Impact of crop cycle on movement patterns of pest rodent species between fields and houses in Africa
Monadjem, Ara, Mahlaba, Themb'a, Dlamini, Nomfundo, Eiseb, Seth J., Belmain, Steven R., Mulungu, Loth S., Massawe, Apia W., Makundi, Rhodes H., Mohr, Katrine and Taylor, Peter J. (2011) Impact of crop cycle on movement patterns of pest rodent species between fields and houses in Africa. Wildlife Research, 38 (7). pp. 603-609. ISSN 1035-3712 (Print), 1448-5494 (Online) (doi:10.1071/WR10130)Full text not available from this repository.
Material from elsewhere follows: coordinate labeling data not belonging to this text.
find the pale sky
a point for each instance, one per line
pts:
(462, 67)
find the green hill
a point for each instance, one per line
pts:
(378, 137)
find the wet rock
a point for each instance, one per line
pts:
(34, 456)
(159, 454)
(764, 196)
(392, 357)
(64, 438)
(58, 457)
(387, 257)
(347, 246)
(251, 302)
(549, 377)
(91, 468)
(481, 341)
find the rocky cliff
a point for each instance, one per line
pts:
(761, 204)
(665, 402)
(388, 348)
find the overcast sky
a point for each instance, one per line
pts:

Context: Rodent pests can have severe impacts on crop production in sub-Saharan Africa. In particular, the multimammate mouse Mastomys natalensis severely damages agricultural crops in southern and eastern Africa, leading to significant losses. Both its population ecology and breeding biology have been studied in agricultural and natural habitats. Population numbers erupt depending on the timing and amount of rainfall and may reach plague proportions, especially in agricultural settings, where it may become a serious pest. However, the ecology of this species, in particular its interactions with other species within the context of human settlement, is poorly understood. It may occasionally enter houses, but the degree to which it does so and the factors influencing this movement are not known.
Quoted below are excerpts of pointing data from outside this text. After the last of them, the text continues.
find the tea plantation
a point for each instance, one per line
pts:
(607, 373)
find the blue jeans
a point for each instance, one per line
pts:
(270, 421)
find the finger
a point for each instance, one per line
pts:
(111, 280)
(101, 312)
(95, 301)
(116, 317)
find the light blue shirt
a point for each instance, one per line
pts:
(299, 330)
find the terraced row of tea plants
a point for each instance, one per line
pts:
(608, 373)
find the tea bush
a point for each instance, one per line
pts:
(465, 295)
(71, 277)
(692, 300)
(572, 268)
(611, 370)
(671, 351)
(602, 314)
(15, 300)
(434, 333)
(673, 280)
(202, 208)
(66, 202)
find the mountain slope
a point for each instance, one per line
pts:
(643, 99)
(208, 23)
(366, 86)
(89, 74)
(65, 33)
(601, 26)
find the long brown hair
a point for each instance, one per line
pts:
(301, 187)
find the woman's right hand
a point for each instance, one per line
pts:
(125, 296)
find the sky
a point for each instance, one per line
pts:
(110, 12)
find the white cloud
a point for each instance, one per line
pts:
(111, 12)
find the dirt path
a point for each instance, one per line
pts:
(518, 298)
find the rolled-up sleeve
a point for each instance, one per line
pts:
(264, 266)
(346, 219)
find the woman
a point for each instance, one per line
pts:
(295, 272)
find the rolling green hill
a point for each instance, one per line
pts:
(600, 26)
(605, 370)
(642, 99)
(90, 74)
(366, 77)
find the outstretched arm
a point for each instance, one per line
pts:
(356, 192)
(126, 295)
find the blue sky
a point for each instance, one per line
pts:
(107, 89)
Aims: We investigated the relationship between Rattus spp. and M. natalensis entering buildings in an agro-ecological setting. We predicted that M. natalensis would enter houses more readily when food availability was lowest in the surrounding fields, and when the larger Rattus spp. were absent.
Methods: We followed 40 individuals of M. natalensis in Swaziland and Namibia by radio-telemetry. Mice were captured in maize fields within 50 m of a homestead and fitted with radio-transmitters at three different times corresponding to different stages of crop development: pre-harvest, post-harvest and pre-planting. To corroborate the findings of the telemetry study, a non-toxic marker, rhodamine B, was mixed with standard bait and left at bait stations inside houses in 10 homesteads in Swaziland and Tanzania.
Key results: Mice remained in the fields during the entire period of study in Swaziland, but entered buildings in Namibia during the post-harvest stage, which may represent a period of food shortage for these mice in the field. Rodents captured after baiting with rhodamine B demonstrated that Rattus spp. predominated within the houses. A small number of rhodamine B-marked M. natalensis were captured outside the houses, the proportion declining with distance away from the houses.
Conclusions: These results suggest that in a typical rural African setting dominated by subsistence agriculture, Rattus spp. (when present) competitively exclude the smaller M. natalensis from entering houses.
Implications: Interactions between rodent pest species may be important in determining which rodent species enter houses in rural African landscapes. Consideration of such interactions may play an important role when developing pest management strategies.
|Uncontrolled Keywords:||pest rodent, radio tracking, foraging behaviour, rodent-human interactions, agricultural fields, houses, movement patterns|
|Subjects:||S Agriculture > S Agriculture (General)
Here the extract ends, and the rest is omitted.